環境保護運動はどこが間違っているのか?

槌田敦 / 宝島社 / 99/03/11

★★★★

定性的には正しいはずだが

 1992年7月に発行された単行本の増補・改訂版。オリジナルの文章にどのような変更が加えられたのかチェックする気力はなかったが、たしかあの本の発行後に各方面からいくつかの批判が出たはずで、それらに対応したのだろうか。

 受けた印象は前回と同じで、定性的には正しいところもあるはずだが、定量的、また現実的にそう言えるのかどうか自信が持てない、というものだ。特に重要だと思うのは、「「リサイクル」では地球は救えない」(帯の文句)という主張の論拠である。突き詰めていえば、どのような資源であれリサイクル率が100%になることはないのだから、その資源を使っていればいつかかならず枯渇するということなんだが、ここからは枯渇までの時間の引き延ばしの効果が抜け落ちている。将来にどのようなテクノロジーが出現するかわからないので、引き延ばしは根本的な解決にはならないにしても、待ちの戦略としての意味はある。もう1つ重要なのは、個々人が「自分が生きている間だけは枯渇しないで欲しい」と考えることの効用である。「長期的に見れば必ず枯渇する」という言い方から「長期的に見れば太陽系はなくなる」という言い方までのスペクトルの中で、個々人がどのような射程で物を考えるかという問題において、「自分が生きている間だけは」という態度の短期的な戦略が、中長期的に見て人類にとって役立つということはありうる。しかしまあ、こういうのは細かいことで、この本の意義は単純化された挑発的な言い方をすることによって警鐘を鳴らすという点にあるのだろう。

 いくつか気になること。

 リサイクル推進運動の批判の中で、現在のリサイクルという概念そのものが持っている問題と、それがボランティア・ベースで行われていることから生じる問題がちゃんと区分けされていないように思えるので、ここで整理しておく。まず後の方から。

 一時期流行したリサイクル推進運動がボランティア・ベースで再生資源の回収を行ったために、リサイクル関連の経済の仕組みが破壊された、という批判がある。これは要するに、適正に動いていたマーケットをおかしくしたということで、行政による寄付金給付やその逆の課税という手段によっても起こりうる問題だが、行政による措置の場合には集中的に監視して管理できるのに対し、一般人の間のムーブメントとして起こると対処は困難である。これはリサイクル/環境保護に限ったことではなく、「ボランティア活動」に本質的に含まれている問題だ。
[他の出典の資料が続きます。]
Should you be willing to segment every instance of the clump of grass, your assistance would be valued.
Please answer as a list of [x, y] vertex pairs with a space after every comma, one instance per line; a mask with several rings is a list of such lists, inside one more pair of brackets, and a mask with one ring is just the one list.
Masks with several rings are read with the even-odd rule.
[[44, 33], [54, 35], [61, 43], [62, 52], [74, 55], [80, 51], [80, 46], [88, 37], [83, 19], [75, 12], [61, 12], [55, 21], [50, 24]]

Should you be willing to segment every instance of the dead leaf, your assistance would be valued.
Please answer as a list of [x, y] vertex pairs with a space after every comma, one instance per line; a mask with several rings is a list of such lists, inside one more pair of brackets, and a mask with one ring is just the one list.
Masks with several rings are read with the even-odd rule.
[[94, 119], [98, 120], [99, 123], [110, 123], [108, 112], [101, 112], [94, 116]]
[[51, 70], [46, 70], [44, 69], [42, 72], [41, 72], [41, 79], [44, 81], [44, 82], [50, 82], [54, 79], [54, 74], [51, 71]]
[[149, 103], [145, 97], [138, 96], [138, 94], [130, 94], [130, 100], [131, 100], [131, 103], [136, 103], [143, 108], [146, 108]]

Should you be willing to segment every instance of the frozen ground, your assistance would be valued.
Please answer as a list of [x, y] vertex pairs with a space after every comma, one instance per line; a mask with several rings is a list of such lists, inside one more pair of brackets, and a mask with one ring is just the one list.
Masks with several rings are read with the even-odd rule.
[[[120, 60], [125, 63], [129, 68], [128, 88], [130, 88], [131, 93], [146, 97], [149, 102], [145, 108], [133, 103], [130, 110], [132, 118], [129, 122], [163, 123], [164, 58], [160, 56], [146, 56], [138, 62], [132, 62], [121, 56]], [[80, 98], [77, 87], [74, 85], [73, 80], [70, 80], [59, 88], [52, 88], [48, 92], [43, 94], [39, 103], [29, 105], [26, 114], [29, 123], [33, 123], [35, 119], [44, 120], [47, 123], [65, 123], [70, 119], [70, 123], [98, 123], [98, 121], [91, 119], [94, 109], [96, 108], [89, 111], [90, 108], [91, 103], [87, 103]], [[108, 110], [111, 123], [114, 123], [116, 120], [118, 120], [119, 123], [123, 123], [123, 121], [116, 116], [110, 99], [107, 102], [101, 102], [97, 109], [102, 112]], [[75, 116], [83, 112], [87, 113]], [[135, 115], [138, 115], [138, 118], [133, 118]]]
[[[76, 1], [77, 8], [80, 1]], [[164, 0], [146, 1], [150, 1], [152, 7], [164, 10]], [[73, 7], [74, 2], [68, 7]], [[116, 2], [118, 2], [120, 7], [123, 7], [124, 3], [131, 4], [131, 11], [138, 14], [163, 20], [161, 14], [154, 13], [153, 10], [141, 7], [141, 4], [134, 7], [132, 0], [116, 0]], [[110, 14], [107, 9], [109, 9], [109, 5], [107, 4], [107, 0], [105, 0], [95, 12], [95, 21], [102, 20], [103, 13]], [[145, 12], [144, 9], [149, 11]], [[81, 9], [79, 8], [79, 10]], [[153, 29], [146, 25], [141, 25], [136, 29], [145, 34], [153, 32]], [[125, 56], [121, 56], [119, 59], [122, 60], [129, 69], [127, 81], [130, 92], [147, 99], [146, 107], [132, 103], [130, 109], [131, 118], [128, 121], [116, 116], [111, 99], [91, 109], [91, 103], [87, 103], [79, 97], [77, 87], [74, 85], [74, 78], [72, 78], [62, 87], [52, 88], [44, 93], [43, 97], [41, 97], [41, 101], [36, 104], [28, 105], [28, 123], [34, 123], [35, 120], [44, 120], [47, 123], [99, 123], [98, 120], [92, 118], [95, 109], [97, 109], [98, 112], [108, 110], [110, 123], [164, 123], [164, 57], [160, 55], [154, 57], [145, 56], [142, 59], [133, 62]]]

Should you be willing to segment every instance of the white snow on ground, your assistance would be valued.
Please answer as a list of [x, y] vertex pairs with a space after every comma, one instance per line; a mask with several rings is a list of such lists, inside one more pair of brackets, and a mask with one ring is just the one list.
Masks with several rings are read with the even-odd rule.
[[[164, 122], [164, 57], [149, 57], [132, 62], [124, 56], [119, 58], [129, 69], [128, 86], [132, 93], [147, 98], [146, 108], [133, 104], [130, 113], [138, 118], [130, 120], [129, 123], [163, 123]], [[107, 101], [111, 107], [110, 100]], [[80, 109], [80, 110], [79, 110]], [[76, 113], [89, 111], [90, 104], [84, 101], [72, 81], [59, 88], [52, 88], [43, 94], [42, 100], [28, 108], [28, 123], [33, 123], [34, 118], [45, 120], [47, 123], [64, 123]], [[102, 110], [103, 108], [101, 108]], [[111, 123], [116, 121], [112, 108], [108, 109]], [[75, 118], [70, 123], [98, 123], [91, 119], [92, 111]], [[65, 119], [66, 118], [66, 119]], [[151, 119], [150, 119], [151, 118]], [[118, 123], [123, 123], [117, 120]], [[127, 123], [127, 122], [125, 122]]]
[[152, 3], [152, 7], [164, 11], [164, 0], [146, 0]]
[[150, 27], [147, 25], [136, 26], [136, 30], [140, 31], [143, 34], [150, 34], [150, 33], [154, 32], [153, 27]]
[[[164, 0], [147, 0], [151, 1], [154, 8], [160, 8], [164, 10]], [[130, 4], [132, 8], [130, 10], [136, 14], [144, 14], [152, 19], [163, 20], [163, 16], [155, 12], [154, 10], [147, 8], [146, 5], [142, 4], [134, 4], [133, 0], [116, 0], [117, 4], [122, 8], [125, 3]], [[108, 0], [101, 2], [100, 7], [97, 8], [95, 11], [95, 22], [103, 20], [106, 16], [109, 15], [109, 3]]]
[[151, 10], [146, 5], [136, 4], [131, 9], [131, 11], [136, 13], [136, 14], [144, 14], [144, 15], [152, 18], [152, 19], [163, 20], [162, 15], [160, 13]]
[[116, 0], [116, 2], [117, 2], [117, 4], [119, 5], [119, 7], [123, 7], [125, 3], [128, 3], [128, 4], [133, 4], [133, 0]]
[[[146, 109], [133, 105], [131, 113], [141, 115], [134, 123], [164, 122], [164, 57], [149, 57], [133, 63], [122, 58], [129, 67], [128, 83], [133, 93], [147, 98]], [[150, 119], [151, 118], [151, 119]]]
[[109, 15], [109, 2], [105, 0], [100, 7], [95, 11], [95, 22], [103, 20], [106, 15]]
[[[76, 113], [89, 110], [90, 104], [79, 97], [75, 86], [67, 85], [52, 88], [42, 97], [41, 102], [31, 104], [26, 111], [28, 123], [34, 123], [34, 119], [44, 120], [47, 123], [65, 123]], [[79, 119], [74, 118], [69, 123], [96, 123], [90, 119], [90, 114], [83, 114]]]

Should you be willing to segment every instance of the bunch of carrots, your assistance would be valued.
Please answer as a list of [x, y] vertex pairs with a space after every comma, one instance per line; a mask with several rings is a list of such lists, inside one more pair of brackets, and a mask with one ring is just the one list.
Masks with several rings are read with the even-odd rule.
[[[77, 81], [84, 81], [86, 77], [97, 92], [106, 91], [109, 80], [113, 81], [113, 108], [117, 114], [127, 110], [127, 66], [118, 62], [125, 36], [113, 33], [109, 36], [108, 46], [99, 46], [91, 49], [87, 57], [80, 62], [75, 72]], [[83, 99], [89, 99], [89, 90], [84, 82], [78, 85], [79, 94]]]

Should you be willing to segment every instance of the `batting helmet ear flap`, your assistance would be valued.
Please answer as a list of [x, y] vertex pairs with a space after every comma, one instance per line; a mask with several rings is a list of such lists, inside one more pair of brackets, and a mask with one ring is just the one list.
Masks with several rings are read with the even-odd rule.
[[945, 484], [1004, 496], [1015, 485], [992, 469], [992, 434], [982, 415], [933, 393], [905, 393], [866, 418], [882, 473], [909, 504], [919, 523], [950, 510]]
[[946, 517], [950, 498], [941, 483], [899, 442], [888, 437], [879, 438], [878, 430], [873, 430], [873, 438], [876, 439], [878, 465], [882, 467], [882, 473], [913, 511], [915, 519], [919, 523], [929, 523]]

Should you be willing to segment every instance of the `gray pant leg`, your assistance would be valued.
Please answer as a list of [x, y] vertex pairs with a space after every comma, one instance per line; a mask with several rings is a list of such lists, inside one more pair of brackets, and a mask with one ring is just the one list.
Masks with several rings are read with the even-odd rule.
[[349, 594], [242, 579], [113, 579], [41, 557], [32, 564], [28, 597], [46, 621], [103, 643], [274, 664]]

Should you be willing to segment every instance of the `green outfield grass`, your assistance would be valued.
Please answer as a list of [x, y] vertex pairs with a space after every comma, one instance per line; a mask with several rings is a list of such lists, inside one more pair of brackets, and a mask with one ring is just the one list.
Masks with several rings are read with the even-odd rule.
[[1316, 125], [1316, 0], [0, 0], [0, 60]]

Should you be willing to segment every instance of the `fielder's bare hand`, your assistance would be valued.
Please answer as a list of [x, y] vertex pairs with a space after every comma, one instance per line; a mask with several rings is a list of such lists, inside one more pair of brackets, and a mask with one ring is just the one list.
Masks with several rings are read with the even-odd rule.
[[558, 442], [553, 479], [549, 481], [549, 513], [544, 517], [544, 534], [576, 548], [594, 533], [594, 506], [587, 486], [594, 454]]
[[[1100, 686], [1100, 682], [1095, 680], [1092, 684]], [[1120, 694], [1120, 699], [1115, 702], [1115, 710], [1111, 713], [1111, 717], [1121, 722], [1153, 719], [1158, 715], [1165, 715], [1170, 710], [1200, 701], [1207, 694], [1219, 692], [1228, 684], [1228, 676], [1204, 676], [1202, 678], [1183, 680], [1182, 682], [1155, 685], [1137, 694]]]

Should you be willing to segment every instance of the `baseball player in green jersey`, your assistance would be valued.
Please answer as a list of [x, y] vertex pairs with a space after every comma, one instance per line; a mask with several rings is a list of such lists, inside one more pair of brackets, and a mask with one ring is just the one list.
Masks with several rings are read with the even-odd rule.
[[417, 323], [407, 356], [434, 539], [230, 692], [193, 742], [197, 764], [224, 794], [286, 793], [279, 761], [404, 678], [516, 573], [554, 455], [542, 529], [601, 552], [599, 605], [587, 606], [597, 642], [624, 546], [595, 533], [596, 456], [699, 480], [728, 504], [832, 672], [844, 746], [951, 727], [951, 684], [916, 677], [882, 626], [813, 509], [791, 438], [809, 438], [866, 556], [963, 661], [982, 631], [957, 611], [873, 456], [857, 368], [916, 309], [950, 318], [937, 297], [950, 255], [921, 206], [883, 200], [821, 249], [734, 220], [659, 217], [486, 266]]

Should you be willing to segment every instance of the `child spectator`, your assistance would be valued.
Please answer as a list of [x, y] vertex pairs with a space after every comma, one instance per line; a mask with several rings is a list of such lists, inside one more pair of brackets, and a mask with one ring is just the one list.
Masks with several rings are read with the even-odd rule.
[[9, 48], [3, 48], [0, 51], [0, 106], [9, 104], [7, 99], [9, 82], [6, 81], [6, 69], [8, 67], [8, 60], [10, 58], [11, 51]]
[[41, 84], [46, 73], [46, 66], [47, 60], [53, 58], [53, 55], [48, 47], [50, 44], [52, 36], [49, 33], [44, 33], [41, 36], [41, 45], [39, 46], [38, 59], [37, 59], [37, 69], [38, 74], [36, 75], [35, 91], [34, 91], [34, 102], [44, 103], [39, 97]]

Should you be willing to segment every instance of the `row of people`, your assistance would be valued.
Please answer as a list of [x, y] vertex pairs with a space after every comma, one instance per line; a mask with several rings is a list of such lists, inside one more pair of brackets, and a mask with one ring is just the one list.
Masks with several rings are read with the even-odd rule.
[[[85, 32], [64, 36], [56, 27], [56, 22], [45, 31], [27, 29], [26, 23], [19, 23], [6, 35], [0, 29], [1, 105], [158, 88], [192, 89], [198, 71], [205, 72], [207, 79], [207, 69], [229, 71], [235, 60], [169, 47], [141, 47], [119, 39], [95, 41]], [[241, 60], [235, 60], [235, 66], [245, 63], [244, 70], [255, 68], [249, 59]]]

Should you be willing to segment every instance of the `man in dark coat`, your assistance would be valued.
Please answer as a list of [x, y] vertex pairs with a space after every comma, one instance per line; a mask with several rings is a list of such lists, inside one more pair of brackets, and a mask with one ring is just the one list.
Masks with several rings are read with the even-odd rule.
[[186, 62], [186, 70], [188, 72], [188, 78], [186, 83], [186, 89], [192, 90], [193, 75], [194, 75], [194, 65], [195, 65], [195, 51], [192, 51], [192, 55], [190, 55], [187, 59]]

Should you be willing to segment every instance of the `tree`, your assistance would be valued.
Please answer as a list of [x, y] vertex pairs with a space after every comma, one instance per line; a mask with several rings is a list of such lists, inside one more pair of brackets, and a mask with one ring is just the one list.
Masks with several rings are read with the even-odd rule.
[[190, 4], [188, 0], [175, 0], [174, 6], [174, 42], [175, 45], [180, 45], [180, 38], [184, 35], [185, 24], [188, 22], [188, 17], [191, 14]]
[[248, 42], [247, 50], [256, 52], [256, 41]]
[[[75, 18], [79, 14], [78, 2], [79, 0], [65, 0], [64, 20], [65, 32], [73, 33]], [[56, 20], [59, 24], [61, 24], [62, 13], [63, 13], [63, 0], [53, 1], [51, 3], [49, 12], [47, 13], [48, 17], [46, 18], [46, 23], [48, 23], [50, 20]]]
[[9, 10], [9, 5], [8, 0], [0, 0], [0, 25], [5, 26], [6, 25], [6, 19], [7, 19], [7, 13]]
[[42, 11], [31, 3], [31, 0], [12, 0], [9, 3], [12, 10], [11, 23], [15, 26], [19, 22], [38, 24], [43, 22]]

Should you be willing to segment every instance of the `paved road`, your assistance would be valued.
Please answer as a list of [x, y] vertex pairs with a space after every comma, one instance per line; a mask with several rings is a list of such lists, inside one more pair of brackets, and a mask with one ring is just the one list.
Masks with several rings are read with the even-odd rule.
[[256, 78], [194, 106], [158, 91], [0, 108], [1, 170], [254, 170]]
 これに関連する話として。かつて長野オリンピックのときに、「通訳・翻訳のボランティアが活躍した」ということが肯定的に報道されているのを知って驚いたことがある。何も金まみれのオリンピックに無償の労働力を提供しなくてもいいのに、というのもあるが(オウム真理教がほとんどゼロの労働力を使って安いPCを供給している、のに似ている)、密かに増収を期待していたであろう通訳者・翻訳者は非常に落胆しただろうし、このことによって確実に通訳者・翻訳者の人材の市場は打撃を受けただろう(まあ別に大したことはなかったかもしれない)。

 ボランティア活動をしようとする人は、自分が労働力を無償で(または低価格で)提供することによって、市場の供給側を撹乱しているのだということをつねに意識する必要がある。この労働力が今後もずっとその低価格で提供されるのであれば、市場は新たな均衡点で安定したということになるが、その場合には安定して労働力を供給しつづけるようにしなくてはならない。

 これに関連する話として、タバコの吸い殻のポイ捨てという問題がある。人々がポイ捨てをしなくなることによって生じる問題は、掃除人の雇用機会の消滅と、タバコのリサイクルが不可能になるということである。現代の日本人は、小さな政府の方がよいという考えから前者の問題を容認し、タバコの販売本数を増やそうというタバコ会社の陰謀によって後者の問題を容認し、街角でタバコを吸う個々の人に灰皿に吸い殻を捨てるというボランティア・ベースの労働を転嫁することによって、掃除人の機会を奪っているのである。これがあまり問題として強く意識されないのは、掃除人にはそれほどのスキルも必要ないから、必要が生じたら雇用すればよいと人々が思っているからだろう。ボランティア・ベースで故紙回収を行った人々は、故紙回収業者についても同じようなことを思ったのだと思われる。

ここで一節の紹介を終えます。